There is a painting hanging in our bedroom that I created several years ago, in our old home, in my old studio.
And still, it speaks to me.
Of breaking free. Breaking out. Breaking up the constraints I arbitrarily place on myself about what makes good art, good poetry, good writing.
Things like, ‘The Rule of Thirds”. Never use black. Always use a good reference to paint from. The rule of ‘don’t end a sentence with a preposition’. Don’t begin a sentence with ‘because’, ‘and’, ‘but’.
They are just rules.
And rules are made to be broken. Right?
Yesterday, as I walked along the river with Beaumont the Sheepadoodle and felt the warm ‘it’s almost spring’ sunshine on my face and watched chunks of ice float down the river and listened to birds twittering in the trees as Beau chased after the ball and I navigated the almost clear of ice pathway, my mind was full of thoughts of the painting I was working on and its message that was not yet clear.
And suddenly, like the sun breaking through a cloud, a thought skipped into view and landed with a resounding plop on my heart. “The day she discovered her wings is the day her dreams took flight.”
Yes!
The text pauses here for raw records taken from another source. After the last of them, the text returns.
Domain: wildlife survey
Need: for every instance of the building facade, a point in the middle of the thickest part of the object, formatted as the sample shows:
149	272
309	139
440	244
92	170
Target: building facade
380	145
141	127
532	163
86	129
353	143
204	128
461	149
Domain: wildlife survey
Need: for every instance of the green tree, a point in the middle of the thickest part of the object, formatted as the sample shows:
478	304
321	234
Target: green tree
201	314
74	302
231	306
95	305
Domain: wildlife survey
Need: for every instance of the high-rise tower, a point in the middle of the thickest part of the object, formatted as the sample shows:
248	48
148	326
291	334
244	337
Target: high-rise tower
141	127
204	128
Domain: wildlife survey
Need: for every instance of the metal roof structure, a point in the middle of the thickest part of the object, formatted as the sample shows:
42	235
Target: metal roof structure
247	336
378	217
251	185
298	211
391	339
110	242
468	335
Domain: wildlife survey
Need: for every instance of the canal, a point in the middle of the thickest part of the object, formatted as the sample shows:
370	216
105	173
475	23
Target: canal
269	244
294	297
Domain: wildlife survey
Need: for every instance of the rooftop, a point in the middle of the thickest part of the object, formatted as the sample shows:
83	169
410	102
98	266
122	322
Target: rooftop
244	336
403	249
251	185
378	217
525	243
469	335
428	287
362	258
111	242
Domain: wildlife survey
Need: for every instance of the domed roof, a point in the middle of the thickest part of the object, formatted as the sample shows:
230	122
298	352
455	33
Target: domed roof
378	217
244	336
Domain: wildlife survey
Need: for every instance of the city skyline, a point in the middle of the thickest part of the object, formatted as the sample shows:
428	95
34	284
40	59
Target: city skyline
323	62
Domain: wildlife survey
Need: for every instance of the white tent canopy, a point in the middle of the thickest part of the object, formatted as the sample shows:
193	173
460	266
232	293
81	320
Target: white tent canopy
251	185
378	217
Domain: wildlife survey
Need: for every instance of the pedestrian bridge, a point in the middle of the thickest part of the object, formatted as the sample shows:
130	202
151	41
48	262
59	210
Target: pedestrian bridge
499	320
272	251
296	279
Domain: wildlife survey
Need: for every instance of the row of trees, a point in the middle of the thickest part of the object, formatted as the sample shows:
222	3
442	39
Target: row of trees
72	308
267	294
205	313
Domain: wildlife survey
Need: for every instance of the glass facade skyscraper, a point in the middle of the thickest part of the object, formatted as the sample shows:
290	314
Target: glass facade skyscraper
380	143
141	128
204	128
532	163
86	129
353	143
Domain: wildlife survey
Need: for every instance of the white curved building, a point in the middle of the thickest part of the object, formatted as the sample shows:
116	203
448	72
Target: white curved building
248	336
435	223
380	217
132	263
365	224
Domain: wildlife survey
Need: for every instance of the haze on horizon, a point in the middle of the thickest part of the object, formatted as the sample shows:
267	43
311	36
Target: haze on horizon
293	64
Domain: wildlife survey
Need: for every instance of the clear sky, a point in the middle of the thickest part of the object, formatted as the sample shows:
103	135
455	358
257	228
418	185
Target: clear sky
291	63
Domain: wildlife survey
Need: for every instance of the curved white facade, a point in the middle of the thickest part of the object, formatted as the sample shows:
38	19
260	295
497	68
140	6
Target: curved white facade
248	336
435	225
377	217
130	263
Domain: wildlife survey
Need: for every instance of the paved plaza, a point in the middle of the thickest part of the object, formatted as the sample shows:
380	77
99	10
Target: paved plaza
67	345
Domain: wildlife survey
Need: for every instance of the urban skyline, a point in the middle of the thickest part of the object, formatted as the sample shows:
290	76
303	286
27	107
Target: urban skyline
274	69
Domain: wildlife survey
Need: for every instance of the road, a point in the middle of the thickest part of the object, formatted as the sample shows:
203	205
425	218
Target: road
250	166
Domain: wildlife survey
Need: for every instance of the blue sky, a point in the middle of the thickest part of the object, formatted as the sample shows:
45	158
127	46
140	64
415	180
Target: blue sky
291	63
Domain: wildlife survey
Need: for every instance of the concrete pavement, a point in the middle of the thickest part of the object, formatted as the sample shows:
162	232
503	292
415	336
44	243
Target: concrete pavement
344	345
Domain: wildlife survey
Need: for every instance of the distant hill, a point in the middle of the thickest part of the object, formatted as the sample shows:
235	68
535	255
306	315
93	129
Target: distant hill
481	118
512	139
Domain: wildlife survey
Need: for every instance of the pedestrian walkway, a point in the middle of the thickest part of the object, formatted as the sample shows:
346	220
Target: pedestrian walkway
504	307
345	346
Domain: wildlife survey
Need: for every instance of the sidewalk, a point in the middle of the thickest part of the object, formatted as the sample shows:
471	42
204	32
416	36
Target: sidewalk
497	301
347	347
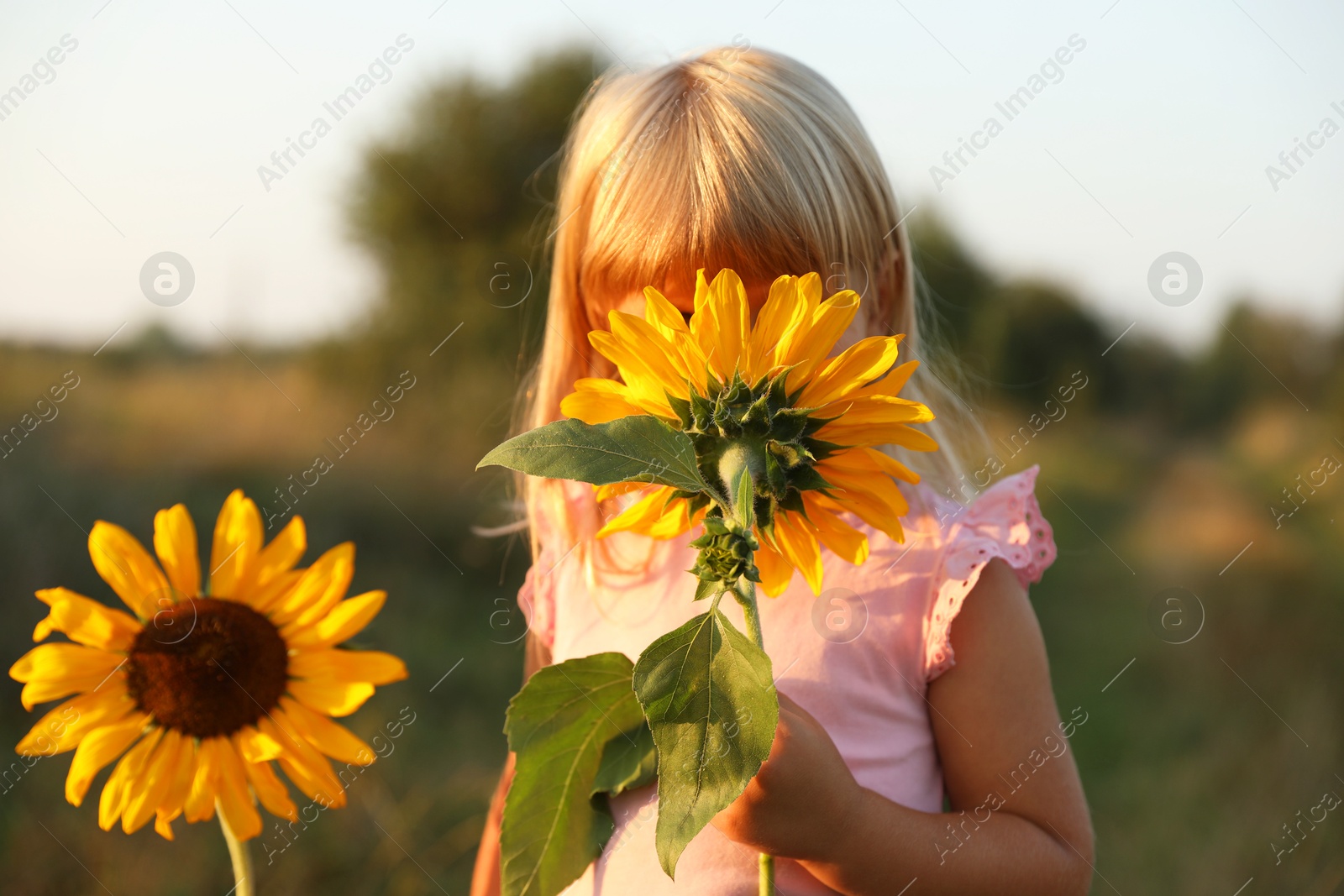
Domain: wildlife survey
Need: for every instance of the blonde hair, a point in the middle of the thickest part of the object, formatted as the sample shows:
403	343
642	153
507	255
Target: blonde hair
739	159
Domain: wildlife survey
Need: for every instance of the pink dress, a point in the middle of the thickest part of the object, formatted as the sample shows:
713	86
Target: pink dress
859	658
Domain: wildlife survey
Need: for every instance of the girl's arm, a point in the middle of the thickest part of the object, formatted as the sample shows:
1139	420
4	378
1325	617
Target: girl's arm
992	715
486	876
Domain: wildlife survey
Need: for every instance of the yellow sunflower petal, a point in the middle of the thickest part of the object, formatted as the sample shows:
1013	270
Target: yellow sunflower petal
163	824
784	311
124	564
253	746
333	698
270	790
811	348
304	765
174	799
654	516
776	571
269	594
839	537
853	432
890	465
121	786
873	499
201	797
799	547
645	389
175	543
597	401
320	589
329	738
725	322
346	620
280	557
54	671
235	802
67	725
87	621
239	540
893	382
851	371
663	315
97	750
374	667
663	362
152	785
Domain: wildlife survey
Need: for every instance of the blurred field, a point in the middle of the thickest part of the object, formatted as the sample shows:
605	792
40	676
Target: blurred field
1162	474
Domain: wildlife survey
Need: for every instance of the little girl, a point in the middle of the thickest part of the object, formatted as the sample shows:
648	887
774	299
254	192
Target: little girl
920	748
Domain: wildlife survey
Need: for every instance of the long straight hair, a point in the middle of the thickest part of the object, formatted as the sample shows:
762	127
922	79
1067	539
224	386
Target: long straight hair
739	159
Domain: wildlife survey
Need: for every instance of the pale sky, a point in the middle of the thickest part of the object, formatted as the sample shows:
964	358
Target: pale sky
1155	137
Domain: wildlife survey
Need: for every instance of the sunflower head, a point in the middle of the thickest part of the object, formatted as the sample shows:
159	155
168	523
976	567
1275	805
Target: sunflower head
199	689
768	396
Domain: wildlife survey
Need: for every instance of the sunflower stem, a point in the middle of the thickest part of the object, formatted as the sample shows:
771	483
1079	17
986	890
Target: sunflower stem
753	618
239	853
736	469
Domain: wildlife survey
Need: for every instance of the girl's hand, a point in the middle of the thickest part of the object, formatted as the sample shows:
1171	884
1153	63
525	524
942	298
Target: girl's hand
799	804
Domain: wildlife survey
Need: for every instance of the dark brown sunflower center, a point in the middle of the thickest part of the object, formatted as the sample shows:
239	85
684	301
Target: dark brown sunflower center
207	667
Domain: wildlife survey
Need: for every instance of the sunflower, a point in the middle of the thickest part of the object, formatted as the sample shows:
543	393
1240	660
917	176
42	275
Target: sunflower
198	694
811	425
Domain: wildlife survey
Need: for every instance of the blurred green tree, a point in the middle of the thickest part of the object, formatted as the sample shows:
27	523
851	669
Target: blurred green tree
454	211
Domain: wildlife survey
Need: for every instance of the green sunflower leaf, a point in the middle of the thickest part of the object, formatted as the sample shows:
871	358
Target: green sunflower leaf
629	762
561	725
711	705
631	449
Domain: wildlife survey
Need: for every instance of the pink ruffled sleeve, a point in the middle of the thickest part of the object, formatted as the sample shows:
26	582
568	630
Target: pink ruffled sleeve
1005	521
537	597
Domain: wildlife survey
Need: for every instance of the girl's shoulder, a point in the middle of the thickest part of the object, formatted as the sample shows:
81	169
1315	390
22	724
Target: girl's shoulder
967	530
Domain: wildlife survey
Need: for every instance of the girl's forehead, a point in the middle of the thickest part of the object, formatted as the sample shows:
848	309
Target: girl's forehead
685	300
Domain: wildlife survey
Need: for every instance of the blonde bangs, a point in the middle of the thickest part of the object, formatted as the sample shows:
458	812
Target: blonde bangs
737	159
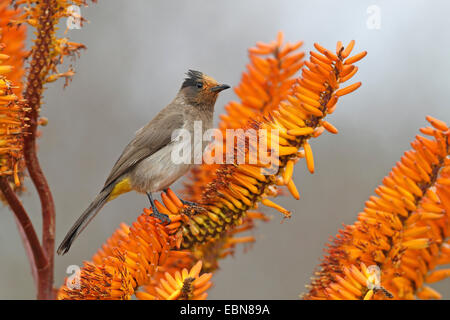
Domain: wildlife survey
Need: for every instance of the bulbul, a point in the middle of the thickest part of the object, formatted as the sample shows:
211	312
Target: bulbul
145	164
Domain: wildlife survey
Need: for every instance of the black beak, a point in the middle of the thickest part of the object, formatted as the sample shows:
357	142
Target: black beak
219	88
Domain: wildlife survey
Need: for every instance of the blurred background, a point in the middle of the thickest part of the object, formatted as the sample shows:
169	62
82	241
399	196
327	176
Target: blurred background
138	52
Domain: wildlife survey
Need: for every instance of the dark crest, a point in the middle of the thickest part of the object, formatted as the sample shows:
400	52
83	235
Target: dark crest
193	77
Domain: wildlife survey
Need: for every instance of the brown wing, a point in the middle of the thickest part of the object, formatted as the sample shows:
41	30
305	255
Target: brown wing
148	140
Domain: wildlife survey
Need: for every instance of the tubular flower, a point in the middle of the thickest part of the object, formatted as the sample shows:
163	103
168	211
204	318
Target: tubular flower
267	81
13	39
238	187
147	249
402	232
184	285
133	253
12	119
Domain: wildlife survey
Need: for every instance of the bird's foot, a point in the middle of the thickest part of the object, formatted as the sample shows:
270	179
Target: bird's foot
192	206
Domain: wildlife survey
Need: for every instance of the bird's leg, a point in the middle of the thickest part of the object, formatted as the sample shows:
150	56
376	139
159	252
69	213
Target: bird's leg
188	203
161	216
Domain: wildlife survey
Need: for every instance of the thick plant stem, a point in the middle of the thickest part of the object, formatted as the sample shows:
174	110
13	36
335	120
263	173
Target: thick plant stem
38	260
33	92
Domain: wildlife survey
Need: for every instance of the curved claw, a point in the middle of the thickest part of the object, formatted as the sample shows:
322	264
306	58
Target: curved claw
161	216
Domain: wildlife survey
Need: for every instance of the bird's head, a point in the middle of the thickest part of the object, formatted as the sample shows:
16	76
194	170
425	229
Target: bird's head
199	89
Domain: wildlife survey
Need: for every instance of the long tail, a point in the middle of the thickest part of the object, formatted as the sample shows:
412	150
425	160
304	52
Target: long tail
84	220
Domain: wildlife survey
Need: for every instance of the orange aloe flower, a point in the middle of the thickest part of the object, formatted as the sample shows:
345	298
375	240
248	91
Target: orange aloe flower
402	232
223	207
184	285
12	118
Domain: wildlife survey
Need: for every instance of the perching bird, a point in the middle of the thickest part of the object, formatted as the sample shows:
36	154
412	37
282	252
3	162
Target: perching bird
146	163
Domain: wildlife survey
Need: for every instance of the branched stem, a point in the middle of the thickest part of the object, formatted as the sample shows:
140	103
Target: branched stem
33	92
36	255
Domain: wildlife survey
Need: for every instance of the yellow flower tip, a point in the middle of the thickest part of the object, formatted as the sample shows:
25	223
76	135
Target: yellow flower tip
428	293
275	206
6	69
309	156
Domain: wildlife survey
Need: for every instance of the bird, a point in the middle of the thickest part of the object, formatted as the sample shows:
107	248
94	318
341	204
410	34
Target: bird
145	164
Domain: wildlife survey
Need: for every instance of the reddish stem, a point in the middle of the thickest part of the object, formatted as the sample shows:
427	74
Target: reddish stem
37	257
38	69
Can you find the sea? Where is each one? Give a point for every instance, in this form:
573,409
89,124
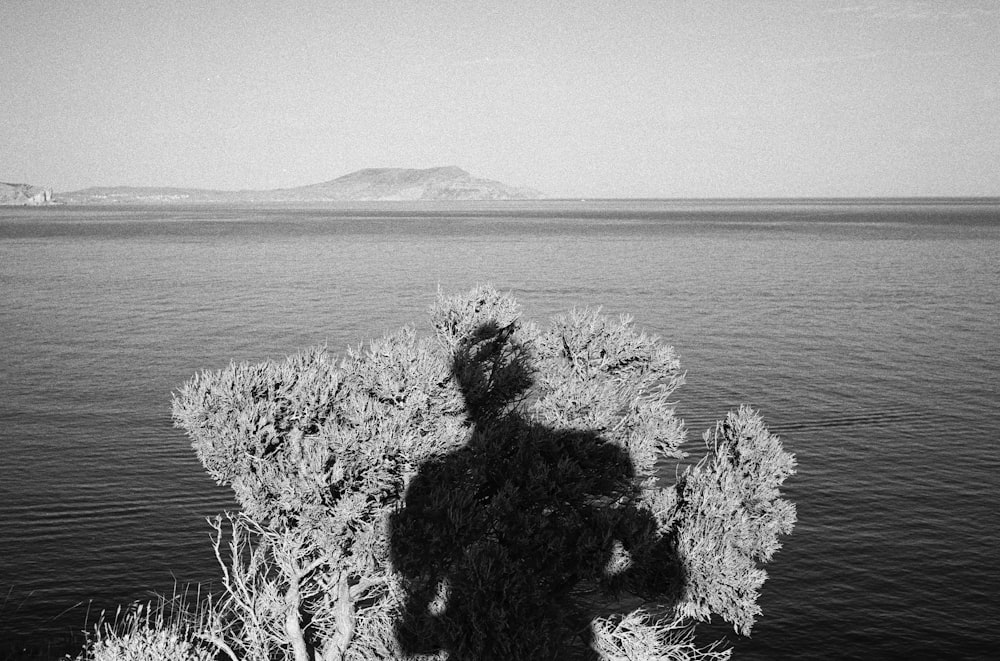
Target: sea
867,332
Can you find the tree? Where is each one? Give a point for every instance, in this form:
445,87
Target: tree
491,492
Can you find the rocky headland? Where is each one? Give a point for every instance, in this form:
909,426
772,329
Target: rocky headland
373,184
24,195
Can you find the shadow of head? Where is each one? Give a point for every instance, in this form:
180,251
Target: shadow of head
493,369
504,545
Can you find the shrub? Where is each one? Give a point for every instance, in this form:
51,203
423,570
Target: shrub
491,492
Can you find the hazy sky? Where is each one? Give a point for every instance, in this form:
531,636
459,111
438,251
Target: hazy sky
579,98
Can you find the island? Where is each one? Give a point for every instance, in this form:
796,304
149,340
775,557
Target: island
24,195
372,184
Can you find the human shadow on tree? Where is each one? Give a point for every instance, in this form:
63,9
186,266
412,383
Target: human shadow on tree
510,546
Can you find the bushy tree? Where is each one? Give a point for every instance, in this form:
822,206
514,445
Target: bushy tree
489,492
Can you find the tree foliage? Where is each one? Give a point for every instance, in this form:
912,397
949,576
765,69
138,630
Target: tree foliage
489,492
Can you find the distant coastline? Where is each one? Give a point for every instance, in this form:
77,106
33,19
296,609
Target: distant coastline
372,184
24,195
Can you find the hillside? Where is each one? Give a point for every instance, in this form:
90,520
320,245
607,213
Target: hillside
374,184
24,195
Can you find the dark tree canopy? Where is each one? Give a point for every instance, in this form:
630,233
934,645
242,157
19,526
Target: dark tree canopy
492,492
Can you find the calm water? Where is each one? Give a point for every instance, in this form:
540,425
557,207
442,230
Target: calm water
867,333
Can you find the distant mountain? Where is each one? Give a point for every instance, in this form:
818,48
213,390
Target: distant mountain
24,195
377,184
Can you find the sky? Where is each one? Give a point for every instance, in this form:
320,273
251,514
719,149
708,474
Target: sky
657,98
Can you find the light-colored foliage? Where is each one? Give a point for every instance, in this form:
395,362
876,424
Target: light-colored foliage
484,493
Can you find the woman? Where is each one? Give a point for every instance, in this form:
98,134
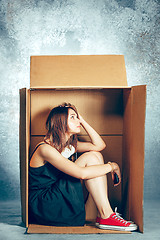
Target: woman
55,191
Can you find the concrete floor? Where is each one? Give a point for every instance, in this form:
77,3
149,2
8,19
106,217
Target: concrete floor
11,226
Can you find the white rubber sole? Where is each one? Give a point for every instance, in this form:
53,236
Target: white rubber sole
118,228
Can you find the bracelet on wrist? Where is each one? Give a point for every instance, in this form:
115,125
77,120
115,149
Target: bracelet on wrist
111,166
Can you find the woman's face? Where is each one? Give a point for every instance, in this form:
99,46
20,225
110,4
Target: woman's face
73,122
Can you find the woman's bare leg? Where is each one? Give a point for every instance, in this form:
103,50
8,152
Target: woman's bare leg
97,187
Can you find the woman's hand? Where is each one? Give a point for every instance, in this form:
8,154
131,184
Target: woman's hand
115,169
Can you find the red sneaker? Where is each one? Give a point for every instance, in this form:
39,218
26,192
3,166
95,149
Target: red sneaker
115,222
97,221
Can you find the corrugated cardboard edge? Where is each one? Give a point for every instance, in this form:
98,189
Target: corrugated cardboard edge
137,154
24,141
87,229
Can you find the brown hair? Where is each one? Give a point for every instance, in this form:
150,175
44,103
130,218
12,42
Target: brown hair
57,127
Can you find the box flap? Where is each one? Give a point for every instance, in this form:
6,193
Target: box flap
77,70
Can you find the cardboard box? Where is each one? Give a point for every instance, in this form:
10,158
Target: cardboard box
97,86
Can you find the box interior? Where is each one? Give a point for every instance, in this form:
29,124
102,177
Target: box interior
117,113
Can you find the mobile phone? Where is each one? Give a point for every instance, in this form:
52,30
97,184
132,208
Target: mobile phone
116,178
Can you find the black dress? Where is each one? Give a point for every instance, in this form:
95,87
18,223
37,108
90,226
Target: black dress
55,198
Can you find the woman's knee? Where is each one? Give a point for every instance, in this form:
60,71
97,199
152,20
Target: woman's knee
94,158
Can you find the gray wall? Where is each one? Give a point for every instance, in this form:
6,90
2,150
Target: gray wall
32,27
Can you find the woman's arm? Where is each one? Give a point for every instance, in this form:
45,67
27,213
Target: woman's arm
96,144
51,155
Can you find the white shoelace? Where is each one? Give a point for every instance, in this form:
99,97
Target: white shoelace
118,217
That’s what the painting’s about, my happy heart sang as it did a dance of gratitude for the muse’s tending of my creative expression.
When I returned to my studio and put the final touches on the painting, I wrote the quote along the lefthand side.
And the muse kept dancing.
After dinner, I finished tidying up my studio, came back upstairs, chatted with my beloved for awhile and took my journal and self to bed.
And the muse kept dancing.
The painting may have been ‘done’ but its creative expression wasn’t.
There’s no rule about writing a poem to go with a painting? Right?
Oh well. If there is, I’ve broken it more times than I can count! I like that breaking of rules.
She Was Born To Fly by Louise Gallagher She wandered through her days like a leaf tossed by the wind aimless, directionless, weightless her heart aching and her feet leaden tethered to some invisible thread of memory caught in the veil of yesterdays lying in the darkness of believing she did not know how to fly. It’s not true. You are born to fly, a voice deep within whispered in those moments when her attention grew weary of the world beyond the pale of all she could not see in the here and now leaving her exposed to the exquisite mystery of her life. She didn’t believe it the idea of flight seemed too impossible the mystery too deep. She had feet, not wings she whispered back, closing the door on chance as she turned back into certainty. But then, one day when she least expected it she felt the urging to stretch beyond the realm of her imagination and on that day she discovered her wings hiding beneath the layers of life hammering at her to stay tethered to threads of memory keeping her tied to life’s heavy toll. It was that day she discovered she was born to fly and her dreams were too.